Stock library Getty Images has added the Sony Alpha 900 to its rather restricted list of approved cameras – a very recent move, as it happened between the writing/research for my article appearing in the British Journal of Photography on February 18th, and publication. See: //www.bjp-online.com/public/showPage.html?page=840375
Here is how Getty’s page for potential contributors to the library lists acceptable DSLRs:
“Our panel of in-house experts has reviewed the latest digital equipment to help provide guidelines on what we consider to be acceptable images for submission to Getty Images. You can click on the links below to find out how some of these cameras performed.

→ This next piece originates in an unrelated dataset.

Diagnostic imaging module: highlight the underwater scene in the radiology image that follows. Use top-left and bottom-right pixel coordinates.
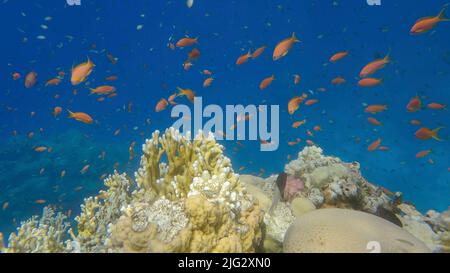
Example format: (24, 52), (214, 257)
(0, 0), (449, 253)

“At present, the following cameras are recommended and approved for submissions to Getty Images. This list is updated regularly with results from our digital testing team.
5D Mk 1/2; 30D; 40D; 1D Mk 1/2/3; 1D Mk2n; 1DS Mk 1/2/3
D2X; D2Xs; D3; D3X; D90; D200; D300; D700
Leica: M8; M8.2
“All medium format backs (i.e. Phase One and Leaf) produce sufficiently high quality images to fall within Getty Images’ standard submission requirements.”
This is followed on the Getty page by links to their own reviews of cameras, but the Alpha 900 is not yet reviewed.
The situation remains unsatisfactory, as the Alpha 700 and Alpha 350 are both superior for stock photography work to the Nikon D200, D2X, D2Xs and D90; superior to the Canon 1D Mk1 and 2, 30D and 40D, 1Ds Mk 1, Leica M8/M8.2 and Olympus E-3.
The A700 and A350 are equal to the 12 megapixel models 5D Mk1, D300, D3 and D700 in the most typical situations for Getty’s preferred type of stock imagery (model released, shot in ideal conditions with lighting or good natural light). Certainly if the Olympus E-3 and Pentax K20D can make it into this list, the Alpha 700 and Alpha 350 should be there. Why do I say the Alpha 350? Simple enough – despite its practical limitations in studio conditions (small viewfinder, inability to use Live View with modelling lights, poor connectivity to studio flash) it can at ISO 100-200 yield a larger, more detailed image than the Alpha 700 with a particularly good ‘look’ in terms of colour and tonality.
Getty would actually find it of more use to test and recommend lenses. All three systems – Canon, Nikon and Sony – include some lenses which really are not up to the demands of professional stock shooting. It is not easy to guess which those lenses are, either – or to guess which older secondhand lenses may prove perfectly matched to today’s high resolution full frame.
There is one exception, and that is the Sony Alpha range. Buy Sony CZ or G-series full frame lenses and you are guaranteed the kind of performance Getty would want. That can not be said of Canon’s L branding (the L series includes models like the 24-105mm f/4 IS, essentially a consumer grade lens), and within the Nikon range it is not possible to identify from the model name which may be the best choices. Looking for ED and IF but avoiding VR is a useful way to start out.
Olympus and Pentax, like Sony, have a clear way of designating their high performance lenses – Getty when advising the E-3 should add to this ‘with Olympus Zuiko Top Pro series lenses’. I’ve used some of the Top Pro glass, some of the Pro glass and some of the standard range and buying Top Pro does not just mean getting very fast maximum apertures, it also means performance comparable to CZ/G.
And what’s that about digital backs? Does it include the still-available-used 6 megapixel versions from a few years ago, or the rather flaky early 16-22 megapixel models? I’ve seen some dreadful results from older digital backs, compared to even a £250 A200. I have also seen some great results but it’s a change which has happened mainly in the last three years.
But it’s all redundant anyway, when what counts is the image, not the camera. Having a list of approved cameras is just a way of preventing annoying requests for contributor information or contract-seeking by the rank mass of amateurs (sorry, that should have been ‘the massed ranks of amateurs’, no offence intended!). The camera list is a barrier to wannabees, not a serious attempt to filter content according to imagined technical quality.
And I guess the Sony Alpha 700 and 350, having no competition at their price-points for the specification or performance, will never make it that list just the same way the Nikon D80 (generally better than the D200) or Canon 400D (dull, but still better than a 30D and very much equal to a 40D) ever will.